When enforcing tax and customs legislation, SARS plays a particular role within the Criminal Justice System. SARS is empowered through its legislation to conduct criminal investigation into tax offences. Once the criminal investigation of the alleged tax offence is finalised, the matter is referred to the South African Police Service to give effect to entering the Criminal Justice System. The evidence collected is presented to the National Prosecuting Authority to make a determination on whether the entity should be charged with a crime and prosecuted. SARS is cautious in its actions not to be the accuser, the prosecutor and the judge at the same time.
Furthermore, SARS has a role in administering laws that are not necessarily related to tax and customs but are essential to protect the South African economy.
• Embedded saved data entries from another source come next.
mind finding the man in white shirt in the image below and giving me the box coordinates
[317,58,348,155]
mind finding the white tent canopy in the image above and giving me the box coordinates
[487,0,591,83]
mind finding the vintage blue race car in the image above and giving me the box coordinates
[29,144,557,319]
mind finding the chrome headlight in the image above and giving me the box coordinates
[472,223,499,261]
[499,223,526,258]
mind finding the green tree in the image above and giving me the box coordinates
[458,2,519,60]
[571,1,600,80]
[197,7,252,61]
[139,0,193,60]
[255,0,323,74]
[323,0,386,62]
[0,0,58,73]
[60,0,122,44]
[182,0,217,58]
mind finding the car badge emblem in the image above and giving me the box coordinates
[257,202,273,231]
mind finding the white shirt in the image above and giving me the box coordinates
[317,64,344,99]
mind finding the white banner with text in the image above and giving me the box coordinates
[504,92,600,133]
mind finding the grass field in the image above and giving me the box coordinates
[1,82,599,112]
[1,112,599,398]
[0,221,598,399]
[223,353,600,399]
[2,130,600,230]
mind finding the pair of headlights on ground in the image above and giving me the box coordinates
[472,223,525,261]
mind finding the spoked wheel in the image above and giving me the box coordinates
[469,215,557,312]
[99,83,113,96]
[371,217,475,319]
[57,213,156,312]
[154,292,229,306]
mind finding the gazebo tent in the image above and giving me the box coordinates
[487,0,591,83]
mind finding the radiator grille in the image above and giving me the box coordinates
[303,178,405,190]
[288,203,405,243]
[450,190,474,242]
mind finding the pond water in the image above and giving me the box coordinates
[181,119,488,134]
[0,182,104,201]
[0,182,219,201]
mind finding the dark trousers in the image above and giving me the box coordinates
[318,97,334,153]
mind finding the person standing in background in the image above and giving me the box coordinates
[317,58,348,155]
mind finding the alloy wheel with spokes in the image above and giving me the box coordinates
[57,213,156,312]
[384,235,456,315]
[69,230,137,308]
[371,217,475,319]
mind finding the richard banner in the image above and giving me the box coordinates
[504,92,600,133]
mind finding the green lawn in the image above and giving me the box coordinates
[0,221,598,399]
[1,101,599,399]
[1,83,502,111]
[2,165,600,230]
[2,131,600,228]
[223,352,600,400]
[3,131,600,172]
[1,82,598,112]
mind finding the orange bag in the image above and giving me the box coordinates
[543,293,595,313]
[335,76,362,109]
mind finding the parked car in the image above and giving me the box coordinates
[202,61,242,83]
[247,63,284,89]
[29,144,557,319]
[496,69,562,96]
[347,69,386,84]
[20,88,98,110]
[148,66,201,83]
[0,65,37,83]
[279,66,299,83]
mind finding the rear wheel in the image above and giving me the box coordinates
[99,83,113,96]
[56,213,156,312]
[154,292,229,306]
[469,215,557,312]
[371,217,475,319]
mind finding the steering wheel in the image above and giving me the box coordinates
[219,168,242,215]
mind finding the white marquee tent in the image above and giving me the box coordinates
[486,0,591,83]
For example, Customs must prevent harmful goods from entering South Africa such as alien species which may endanger our natural resources or South African residents.
For these reasons, SARS supports other government agencies in the investigation of money laundering and corruption activities. We are active participants in the Multi-Agency Working Group (MAWG) and the Anti-Corruption Task Team that are charged with combating corruption in government. Working through these forums has enabled SARS to confront complex international schemes that we could not have achieved on our own.
There are also laws such as the Financial Intelligence Centre Act (FICA), the Prevention of Organised Crime Act (POCA), and Prevention and Combating of Corrupt Activities Act (PRECCA), Drugs and Drug Trafficking Act, which oblige us to support the Police and the Financial Intelligence Centre and other agencies in criminal investigations.